Outcome in relation to treatment modalities in 48 patients with localized gastric MALT lymphoma: a retrospective study of patients treated during 1976-2001.

作者信息

Thieblemont Catherine, Dumontet Charles, Bouafia Fadhela, Hequet Olivier, Arnaud Philippe, Espinouse Daniel, Felman Pascale, Berger Françoise, Salles Gilles, Coiffier Bertrand

机构信息

Hematology Department, Hospices Civils de Lyon-Claude Bernard University 69495 Pierre-Benite, France.

出版信息

Leuk Lymphoma. 2003 Feb;44(2):257-62. doi: 10.1080/1042819021000035680.

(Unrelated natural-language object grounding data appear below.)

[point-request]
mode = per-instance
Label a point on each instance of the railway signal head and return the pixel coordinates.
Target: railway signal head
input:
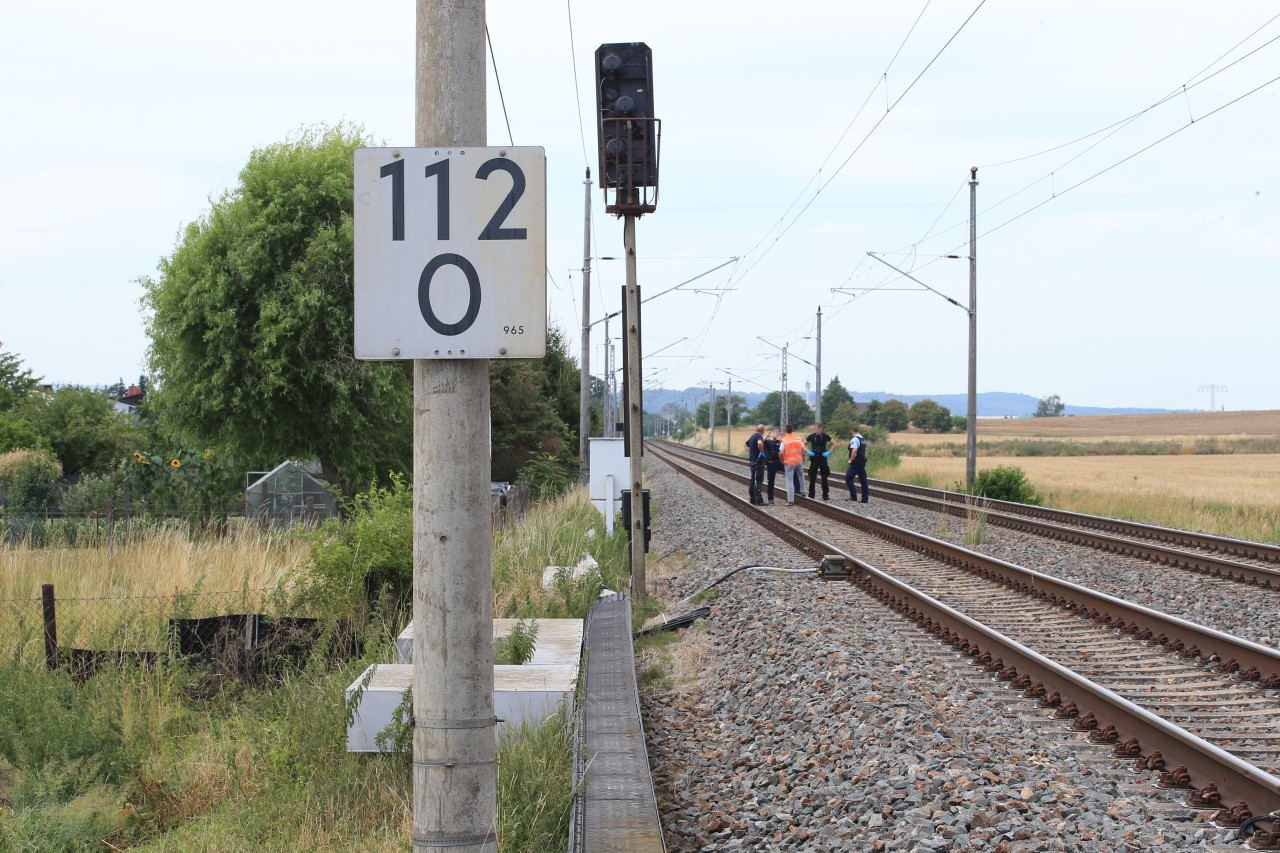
(626, 127)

DOI:10.1080/1042819021000035680
PMID:12688342
Abstract

The aim of this study was to retrospectively analyze survival and tumor response data in patients with localized gastric MALT lymphoma treated by different treatment modalities other than anti-Helicobacter pylori treatment (diagnosis made before 1993, or after failure of antibiotics + anti-acid), including surgery, chemotherapy or combined treatment. Here we studied a series of 48 patients with stage IE or IIE disease treated during the past 11 years. These patients received different treatments: chemotherapy was proposed to 19 (40%) patients; gastric surgery to 21 (43%) patients, consisting of partial gastrectomy of 7 patients and total gastrectomy in 14 patients; combined treatment to 8 (17%) patients, consisting of surgery + chemotherapy in 7 patients and surgery + chemotherapy + radiotherapy in 1 patient. At diagnosis, 85% of the patients had good PS and no B symptoms. Complete response after treatment was reached in 45 (94%) patients (chemotherapy: 84% of the patients; surgery alone: 95%; combined treatment: 100%). Progression was observed in 16 (33%) patients. No statistical difference in the survival was found among the different therapeutic modalities: 5-year overall survival year FFP survival was 81% for chemotherapy, 86% for surgery alone and 95% for combined treatment. Prognostic factors for survival were age, performance status and hemoglobin level at diagnosis. Considering the natural bias of a retrospective analysis, surgery or chemotherapy was associated with a similar outcome in patients with MALT lymphoma after antibiotics failure.

摘要

本研究的目的是回顾性分析除抗幽门螺杆菌治疗(1993年以前诊断,或抗生素+抗酸治疗失败后)以外,采用不同治疗方式(包括手术、化疗或联合治疗)的局限性胃黏膜相关淋巴组织(MALT)淋巴瘤患者的生存和肿瘤反应数据。我们研究了过去11年中接受治疗的48例IE期或IIE期疾病患者。这些患者接受了不同的治疗:19例(40%)患者接受化疗;21例(43%)患者接受胃手术,其中7例行部分胃切除术,14例行全胃切除术;8例(17%)患者接受联合治疗,其中7例为手术+化疗,1例为手术+化疗+放疗。诊断时,85%的患者体能状态良好且无B症状。45例(94%)患者治疗后达到完全缓解(化疗:84%的患者;单纯手术:95%;联合治疗:100%)。16例(33%)患者病情进展。不同治疗方式之间的生存率无统计学差异:化疗的5年总生存率和无进展生存率为81%,单纯手术为86%,联合治疗为95%。生存的预后因素为诊断时的年龄、体能状态和血红蛋白水平。考虑到回顾性分析的自然偏差,抗生素治疗失败后,手术或化疗对MALT淋巴瘤患者的预后影响相似。